“Mam”
“Wat is er Mo?”
“Ik ben weg, ik ga Sabri ophalen om te spelen!”
“Dat is prima,” zegt mama Mira. “Maar je weet het hè, niet verder dan de vijf dikke bomen op de grens van het Imeldawoud.”
Het Imeldawoud is zo groot dat twee kleine aapjes daar makkelijk in zouden kunnen verdwalen.
Mo en Sabri slingeren van tak naar tak.
“Pak me dan,” roept Mo.
Soms grijpen ze bijna mis. Slingeren moet je oefenen. Gelukkig gaat het steeds net goed. Maar ineens is Mo weg.
“Mo, waar ben je?”, roept Sabri.
Sabri klimt in bomen, zoekt in holletjes, maar Mo is nergens te zien. Achter een grote struik zit Mo te gniffelen om z’n vriend. Ondertussen zoekt Sabri verder.
Ongemerkt staat hij ineens in het dorp. Mo heeft het gezien. Hij is gauw achter zijn vriend aangerend.
“Saab, ik zat daar! We zijn voorbij de vijf bomen. Dat mag niet!”

De vrienden kijken om zich heen. Ze horen muziek. Uit een gebouw vlakbij komen kinderstemmen. Mo en Sabri kijken naar binnen. Ze zien kinderen die tekenen en een groep kinderen zingt. Sommige kinderen lezen en anderen schrijven cijfers op een bord.
“Wooh”, zegt Mo. “Dat ziet er goed uit Saab. Ik zou ook wel zo mooi willen zingen en tekenen.”
“En uitrekenen hoeveel bananen we nog mogen opeten”, lacht Sabri.
“Zullen we dit thuis gaan vertellen?”
Snel klimmen de aapjes een boom in. Ze slingeren langs de vijf dikke bomen terug naar huis met een prachtverhaal.
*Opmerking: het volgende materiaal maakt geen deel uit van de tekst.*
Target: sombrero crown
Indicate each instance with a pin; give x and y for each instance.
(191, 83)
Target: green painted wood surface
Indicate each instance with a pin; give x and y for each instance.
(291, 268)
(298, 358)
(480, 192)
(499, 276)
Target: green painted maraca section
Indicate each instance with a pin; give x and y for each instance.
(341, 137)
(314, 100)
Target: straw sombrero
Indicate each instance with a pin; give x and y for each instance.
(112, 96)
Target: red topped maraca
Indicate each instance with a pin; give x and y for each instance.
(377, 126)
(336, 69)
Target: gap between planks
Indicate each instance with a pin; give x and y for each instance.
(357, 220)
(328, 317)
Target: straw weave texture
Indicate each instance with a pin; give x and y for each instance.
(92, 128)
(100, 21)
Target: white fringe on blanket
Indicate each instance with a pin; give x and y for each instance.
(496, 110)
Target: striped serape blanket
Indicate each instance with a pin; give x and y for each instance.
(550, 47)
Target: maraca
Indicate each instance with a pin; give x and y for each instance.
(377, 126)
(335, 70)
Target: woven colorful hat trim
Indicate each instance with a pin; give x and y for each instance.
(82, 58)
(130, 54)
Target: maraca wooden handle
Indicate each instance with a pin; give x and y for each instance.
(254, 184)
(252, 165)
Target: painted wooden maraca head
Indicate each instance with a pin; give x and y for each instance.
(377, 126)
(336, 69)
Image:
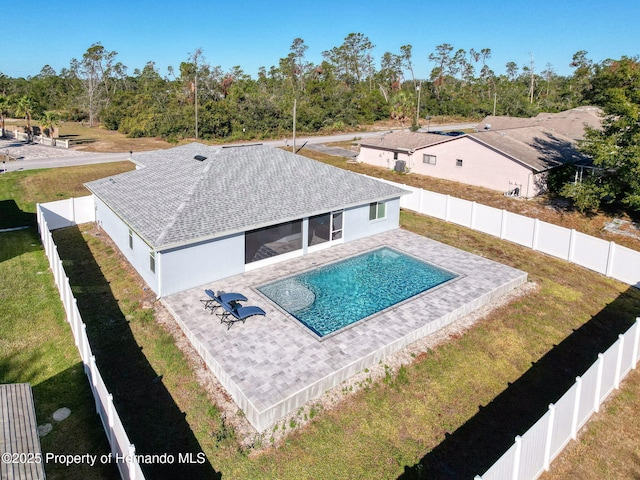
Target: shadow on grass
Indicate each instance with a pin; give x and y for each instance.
(79, 434)
(153, 421)
(12, 217)
(474, 447)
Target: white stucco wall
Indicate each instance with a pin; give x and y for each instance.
(481, 166)
(138, 256)
(191, 266)
(358, 225)
(195, 265)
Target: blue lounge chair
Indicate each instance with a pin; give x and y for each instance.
(238, 313)
(215, 301)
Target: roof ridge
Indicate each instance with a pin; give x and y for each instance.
(188, 198)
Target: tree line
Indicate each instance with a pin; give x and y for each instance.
(347, 89)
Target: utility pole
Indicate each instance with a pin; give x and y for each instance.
(196, 55)
(293, 146)
(532, 77)
(418, 87)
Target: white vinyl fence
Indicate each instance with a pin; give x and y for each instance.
(596, 254)
(122, 451)
(532, 453)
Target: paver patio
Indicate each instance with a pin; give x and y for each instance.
(273, 365)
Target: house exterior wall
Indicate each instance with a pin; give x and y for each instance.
(194, 265)
(138, 256)
(381, 158)
(357, 224)
(179, 269)
(481, 165)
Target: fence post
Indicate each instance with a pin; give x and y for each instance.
(572, 245)
(534, 239)
(516, 458)
(576, 409)
(72, 205)
(94, 382)
(596, 400)
(547, 444)
(472, 221)
(76, 322)
(616, 382)
(110, 410)
(610, 256)
(85, 346)
(635, 343)
(131, 465)
(446, 208)
(503, 224)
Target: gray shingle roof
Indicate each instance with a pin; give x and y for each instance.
(176, 200)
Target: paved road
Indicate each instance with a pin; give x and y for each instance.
(32, 156)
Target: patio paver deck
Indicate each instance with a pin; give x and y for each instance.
(273, 365)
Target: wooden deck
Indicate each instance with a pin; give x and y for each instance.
(18, 434)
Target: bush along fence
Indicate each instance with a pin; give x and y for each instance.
(593, 253)
(532, 453)
(81, 211)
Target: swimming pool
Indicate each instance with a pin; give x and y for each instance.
(332, 297)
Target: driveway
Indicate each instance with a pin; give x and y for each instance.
(33, 156)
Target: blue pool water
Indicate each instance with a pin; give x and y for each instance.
(334, 296)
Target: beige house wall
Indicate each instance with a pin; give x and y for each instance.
(481, 165)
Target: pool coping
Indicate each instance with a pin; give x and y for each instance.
(307, 329)
(271, 369)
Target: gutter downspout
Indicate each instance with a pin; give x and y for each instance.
(158, 256)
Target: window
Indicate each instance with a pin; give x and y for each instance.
(325, 227)
(273, 240)
(336, 225)
(152, 261)
(377, 210)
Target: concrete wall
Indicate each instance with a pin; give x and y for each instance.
(481, 166)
Thuis vertelt Mo alles aan zijn moeder en zusje.
Mama luistert goed.
“Dat is een mooi verhaal Mo, al zou ik eigenlijk boos op je moeten zijn omdat je niet goed geluisterd hebt”, zegt mama.
“Je weet toch, nooit verder dan de vijf bomen! Wat jij gezien hebt is een school. Dat is een plek waar je dingen kunt leren die je heel goed kunt gebruiken in je leven. Lezen, taal en rekenen, maar ook zelfvertrouwen. En steeds beter worden in de dingen die je doet. Misschien is het een goed idee om jullie ook naar school te sturen. Dan kunnen jullie in elk geval beter leren luisteren!”
Mama klimt uit het nest naar beneden en blijft de hele middag weg. Als ze thuiskomt gaan ze meteen eten en vertelt mama haar plan.
“Morgen begint het jongens. Dan bouwen we met alle dieren uit het Imeldawoud een school voor jullie. Iedereen mag meehelpen. Dus snel naar bed, dan zijn jullie morgen lekker fris en kunnen jullie goed helpen sjouwen.”
Mama geeft Mo en Nilu een dikke kus en binnen een paar minuutjes hoort ze alleen nog maar een heel zacht gesnurk.

Verbetercultuur
Mama klimt uit het nest naar beneden en blijft de hele middag weg. Als ze thuiskomt gaan ze meteen eten en vertelt mama haar plan.
“Morgen begint het jongens. Dan bouwen we met alle dieren uit het Imeldawoud een school voor jullie. Iedereen mag meehelpen. Dus snel naar bed, dan zijn jullie morgen lekker fris en kunnen jullie goed helpen sjouwen.”
Mama geeft Mo en Nilu een dikke kus en binnen een paar minuutjes hoort ze alleen nog maar een heel zacht gesnurk.
Vraag voor kinderen uit groep 1/2/3/4/5:
Heb jij ook wel eens iets gemaakt dat helemaal nieuw was? Misschien samen met je papa of mama. Of op school met elkaar en met de juf of meester?
Vraag voor kinderen uit groep 6/7/8:
Wat heb je samen met je klas gemaakt? En wat moest je daar goed voor kunnen? Moest je goed kunnen nadenken, of juist heel handig zijn? Of misschien lukte het project alleen als je het samen deed en heel goed naar elkaar luisterde?